Rick mentioned 5 cents. Don't let that confuse you.
Down the line when sound becomes appreciated and more a part of your core, you can have the best of both with tunning an accordion (having a builder do it)so that you have a semi wet tuned box... in this case Rick mentions 5 cents on the wet side. This happens to be my fav. as well. It somewhat emulates that old German Sterling sound that so many wish they could get hold of in fine working order (dont'cha wish ?) .
Electronics and Mics are things that you can deal with way later on, when things fall into place and you are ready to flap those gig wings. For now, accoustic playing is a peach with no need to plug up to any amplified pa or amp and hit it like Cajun Meatloaf, bat out you know what.
Now then... get those Kids a little cheep HERO accordion. They work for kids and Nonc's just fine.
My six yr. old Grand Daughter has one and it makes Pa Pa smile when she plays it... When I play that Hero it's a differant story; Construction workers,Kids, Ice cream trucks and Taco wagons magically appear and it winds up costing me!
I have both wet and dry tune accordions. I have a C that has a slightly wet tunning and a D that is heavily wet. One D box that is dry. I like them all. If you want me to I could send you a sound clip of a wet and dry accordion so that you can hear the difference. Just send me a request in my email and I will shoot one your way.
Wet means a fatter sound, slower vibrations ( think of a wide toothed comb being strummed ).. Dry tuning is faster and closer ( think of a fine toothed comb being strummed ).
Wet is where you hear a larger difference in tuning between the two or more reeds..and the dry tuning is almost unison tuning..( sounding all like the same reed )..

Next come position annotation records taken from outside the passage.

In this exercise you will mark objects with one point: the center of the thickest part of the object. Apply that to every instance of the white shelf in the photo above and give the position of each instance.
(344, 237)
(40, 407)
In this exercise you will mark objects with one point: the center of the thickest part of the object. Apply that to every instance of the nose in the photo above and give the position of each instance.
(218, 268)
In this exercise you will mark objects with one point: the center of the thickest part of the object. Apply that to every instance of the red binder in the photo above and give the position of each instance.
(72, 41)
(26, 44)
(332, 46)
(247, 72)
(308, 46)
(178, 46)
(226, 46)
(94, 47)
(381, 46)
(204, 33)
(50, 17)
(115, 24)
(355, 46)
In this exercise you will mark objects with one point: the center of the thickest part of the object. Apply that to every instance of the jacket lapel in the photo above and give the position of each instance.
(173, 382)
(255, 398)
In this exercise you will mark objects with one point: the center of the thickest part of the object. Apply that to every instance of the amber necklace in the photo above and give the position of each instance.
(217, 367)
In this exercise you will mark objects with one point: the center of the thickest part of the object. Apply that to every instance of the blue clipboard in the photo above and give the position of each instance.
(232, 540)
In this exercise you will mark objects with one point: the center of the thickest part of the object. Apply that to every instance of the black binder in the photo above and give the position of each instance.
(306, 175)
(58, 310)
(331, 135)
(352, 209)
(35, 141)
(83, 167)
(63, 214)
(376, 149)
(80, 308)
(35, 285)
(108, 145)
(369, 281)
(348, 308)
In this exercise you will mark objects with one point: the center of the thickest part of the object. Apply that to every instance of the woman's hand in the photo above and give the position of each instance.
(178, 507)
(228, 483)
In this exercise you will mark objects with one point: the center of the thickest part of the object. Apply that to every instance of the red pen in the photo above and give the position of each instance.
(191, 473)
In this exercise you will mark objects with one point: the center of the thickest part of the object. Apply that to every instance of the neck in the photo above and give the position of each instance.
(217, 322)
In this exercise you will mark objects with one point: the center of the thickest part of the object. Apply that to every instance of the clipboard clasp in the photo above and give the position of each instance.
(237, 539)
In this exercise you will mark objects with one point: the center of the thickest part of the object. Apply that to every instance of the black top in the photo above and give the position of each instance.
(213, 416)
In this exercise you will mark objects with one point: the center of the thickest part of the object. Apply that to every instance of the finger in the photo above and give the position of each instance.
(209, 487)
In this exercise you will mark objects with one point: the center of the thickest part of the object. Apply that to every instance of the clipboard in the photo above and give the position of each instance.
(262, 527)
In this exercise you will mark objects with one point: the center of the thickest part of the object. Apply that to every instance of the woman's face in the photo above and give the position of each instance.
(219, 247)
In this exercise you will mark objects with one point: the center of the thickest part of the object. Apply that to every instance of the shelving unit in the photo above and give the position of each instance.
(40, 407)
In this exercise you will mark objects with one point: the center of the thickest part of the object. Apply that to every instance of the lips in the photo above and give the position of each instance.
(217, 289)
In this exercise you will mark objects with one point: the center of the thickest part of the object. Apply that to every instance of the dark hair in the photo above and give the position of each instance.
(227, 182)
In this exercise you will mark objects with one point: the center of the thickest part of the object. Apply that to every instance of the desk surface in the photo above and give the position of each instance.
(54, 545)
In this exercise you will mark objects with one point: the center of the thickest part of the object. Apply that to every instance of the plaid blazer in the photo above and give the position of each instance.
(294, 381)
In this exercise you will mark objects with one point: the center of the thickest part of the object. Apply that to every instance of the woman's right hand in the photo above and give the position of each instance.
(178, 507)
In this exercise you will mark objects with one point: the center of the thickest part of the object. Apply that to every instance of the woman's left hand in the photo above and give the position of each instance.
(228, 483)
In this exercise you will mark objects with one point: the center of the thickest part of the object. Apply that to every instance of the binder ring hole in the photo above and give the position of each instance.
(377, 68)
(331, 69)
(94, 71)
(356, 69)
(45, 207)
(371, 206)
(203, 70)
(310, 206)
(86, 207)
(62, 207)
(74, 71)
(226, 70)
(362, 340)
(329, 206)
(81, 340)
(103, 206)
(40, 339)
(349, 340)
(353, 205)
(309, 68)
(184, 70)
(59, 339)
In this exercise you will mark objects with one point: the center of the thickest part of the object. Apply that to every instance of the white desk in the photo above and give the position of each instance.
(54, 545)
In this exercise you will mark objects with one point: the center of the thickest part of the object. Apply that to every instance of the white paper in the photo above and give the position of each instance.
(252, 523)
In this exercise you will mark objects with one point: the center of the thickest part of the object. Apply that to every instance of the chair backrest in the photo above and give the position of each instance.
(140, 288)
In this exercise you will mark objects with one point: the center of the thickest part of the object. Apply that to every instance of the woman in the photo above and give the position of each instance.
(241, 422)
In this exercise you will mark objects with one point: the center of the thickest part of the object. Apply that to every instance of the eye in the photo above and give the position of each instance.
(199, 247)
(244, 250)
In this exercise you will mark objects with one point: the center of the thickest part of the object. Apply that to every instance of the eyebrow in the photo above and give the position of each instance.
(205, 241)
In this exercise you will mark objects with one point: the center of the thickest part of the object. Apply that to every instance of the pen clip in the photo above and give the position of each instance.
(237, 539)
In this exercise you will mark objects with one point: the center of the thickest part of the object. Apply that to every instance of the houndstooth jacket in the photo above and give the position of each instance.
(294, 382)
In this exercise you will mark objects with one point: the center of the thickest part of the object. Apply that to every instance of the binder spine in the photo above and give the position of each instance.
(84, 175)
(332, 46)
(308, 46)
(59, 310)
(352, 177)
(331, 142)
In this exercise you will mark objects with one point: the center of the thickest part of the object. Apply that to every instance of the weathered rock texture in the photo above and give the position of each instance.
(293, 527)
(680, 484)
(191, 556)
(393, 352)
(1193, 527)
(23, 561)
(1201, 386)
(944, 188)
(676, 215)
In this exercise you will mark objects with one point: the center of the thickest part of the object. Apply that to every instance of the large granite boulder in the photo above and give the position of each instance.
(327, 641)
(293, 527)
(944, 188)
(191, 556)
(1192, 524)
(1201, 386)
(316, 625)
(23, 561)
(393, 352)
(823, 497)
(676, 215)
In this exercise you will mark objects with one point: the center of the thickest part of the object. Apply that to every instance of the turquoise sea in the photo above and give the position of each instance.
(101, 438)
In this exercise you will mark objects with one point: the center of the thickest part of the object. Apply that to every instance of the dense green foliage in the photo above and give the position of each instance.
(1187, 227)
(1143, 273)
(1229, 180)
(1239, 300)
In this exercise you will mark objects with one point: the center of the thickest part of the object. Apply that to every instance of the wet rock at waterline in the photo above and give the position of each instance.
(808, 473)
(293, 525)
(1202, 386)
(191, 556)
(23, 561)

Wet tuning is slow gargle.. Dry is fast gargle..
Metaphors aren't accurate..but the idea is there..
Wet means the two primary reeds are tuned farther apart in pitch. When you add the two, the ear hears the resultant pitch as an addition of the two sine waves. The difference in the pitch gives you a slight higher pitch signal that rides on the main note. This gives an effect known as tremolo, or almost a vibrato tone. It really is very pleasing to the ear IMHO. It does not seem to be popular among tradtional Cajun accordionists however.
I am working with my first LA handmade which is very dry. I started out with an Ariette which was very wet in comparison. While a vastly inferior instrument, the Ariette does have a very pleasing sound.
'Wet' is that characteristic musette sound in french piano accordion melodies.
Think of the sound track to the original 'Sabrina' with Bogart and you have it...
When you hear it you will understand IMMEDIATELY. Don't sweat it!